Legs covered in mud that probably kept the poison ivy off. Drinking water from the creek (yeah, filtered). Finding new places. Moving in new ways. Overcoming obstacles, both physical and mental. Cuts, scrapes, and bruises too.
All part of my rewilding path so far
@burntoblog: I wonder if you could track down the owners of this place and get them to pay you to manage this place.
Me: Why? I'm gonna do it anyways.
Btb: 'Cause then you don't need your job and can be out here all the time.
Me: 🤯 #newplan
Also from BTB
We found a new spot on Monday after being out shooting, smoking, drinking, and talking all night on Sunday. @burntoblog got a couple hours of shitty sleep, and I got nada. All good though, we were doing tribe shit that really needed done. Regenerative deprivation.
We went to the woods the normal route. I showed him the swimming hole and spa and the three spots I'm actively working at. Then down to the Beaver dam, which I didn't want to pass because of the fleas on the far ledge. I've gotten them on me every time I've been there, and there's not much in this world that I hate more than fleas. BTB suggested going around the other side of the dam by the peach tree. Sure enough, no fleas! New paths were paved, and new places were accessed. Lots to think on, but not much to act on yet. I'm pretty well stocked with chores in my one area right now. I've only got two to six hours a week that I can count on there.
Last week's work was finding three wild peach trees and clearing the thorns off of them to use as an erosion guard by the creek.
Note how far that nearest peach tree springs up when freed of the thorny vines. If they were a productive plant, I'd think twice about cutting them so drastically.

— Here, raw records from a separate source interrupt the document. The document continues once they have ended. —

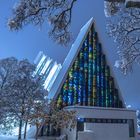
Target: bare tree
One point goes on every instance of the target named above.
(23, 99)
(57, 12)
(123, 26)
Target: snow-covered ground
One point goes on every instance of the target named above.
(15, 138)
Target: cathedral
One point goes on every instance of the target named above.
(85, 84)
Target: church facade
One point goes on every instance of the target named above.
(86, 85)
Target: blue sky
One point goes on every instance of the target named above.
(28, 42)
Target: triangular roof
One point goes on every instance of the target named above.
(71, 57)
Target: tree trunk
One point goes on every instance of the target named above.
(20, 129)
(25, 129)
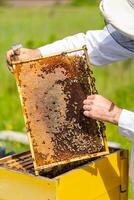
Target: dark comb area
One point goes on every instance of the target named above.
(52, 91)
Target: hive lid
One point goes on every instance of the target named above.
(52, 90)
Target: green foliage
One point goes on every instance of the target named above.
(84, 2)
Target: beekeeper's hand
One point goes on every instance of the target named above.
(99, 108)
(23, 55)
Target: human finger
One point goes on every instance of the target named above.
(87, 107)
(86, 113)
(87, 102)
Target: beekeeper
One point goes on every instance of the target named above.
(115, 42)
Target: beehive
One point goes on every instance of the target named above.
(52, 90)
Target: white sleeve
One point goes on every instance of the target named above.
(102, 48)
(126, 124)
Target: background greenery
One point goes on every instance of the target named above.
(34, 27)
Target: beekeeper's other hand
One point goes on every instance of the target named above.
(100, 108)
(24, 54)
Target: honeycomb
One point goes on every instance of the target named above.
(52, 91)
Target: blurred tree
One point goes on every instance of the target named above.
(84, 2)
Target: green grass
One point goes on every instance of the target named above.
(34, 27)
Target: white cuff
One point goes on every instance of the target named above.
(126, 124)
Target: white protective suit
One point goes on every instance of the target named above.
(104, 47)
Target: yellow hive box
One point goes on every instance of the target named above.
(105, 178)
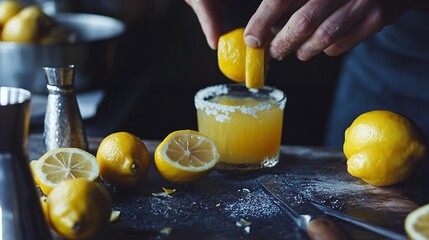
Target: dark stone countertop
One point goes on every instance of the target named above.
(210, 208)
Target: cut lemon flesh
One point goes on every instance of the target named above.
(186, 156)
(232, 55)
(60, 164)
(239, 62)
(255, 73)
(417, 223)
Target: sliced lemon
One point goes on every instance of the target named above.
(186, 156)
(231, 55)
(60, 164)
(417, 223)
(255, 71)
(33, 165)
(239, 62)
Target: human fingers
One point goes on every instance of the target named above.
(208, 17)
(301, 25)
(259, 26)
(334, 27)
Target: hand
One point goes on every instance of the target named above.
(208, 13)
(312, 26)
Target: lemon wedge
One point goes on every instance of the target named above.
(185, 156)
(60, 164)
(239, 62)
(255, 71)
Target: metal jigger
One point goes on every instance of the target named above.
(63, 121)
(21, 215)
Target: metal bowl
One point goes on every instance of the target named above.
(92, 53)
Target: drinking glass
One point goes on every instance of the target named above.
(246, 124)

The retention stakes were almost hard to find, but the beaver dam had em. I gathered a few beyond my need because there'll certainly be more of the same type of project. The goal is to catch sediment and leaf litter to build soil and slow down water. I forget which OG permie it was that said something like when you slow down water, you support life. Probably Geoff Lawton, but I don't recall. That's the idea here: slow things down a bit and let em soak in instead of washing everything off the edge.
There's the ladder (complete with nails) and the big bag of trash I packed out. Before the ladder, I was having to swing around a little ledge. It was easy enough to go that route, but was contributing a little too much to erosion. Eventually that path wouldn't be usable. This fixes that and gives me an opportunity to work with some native materials.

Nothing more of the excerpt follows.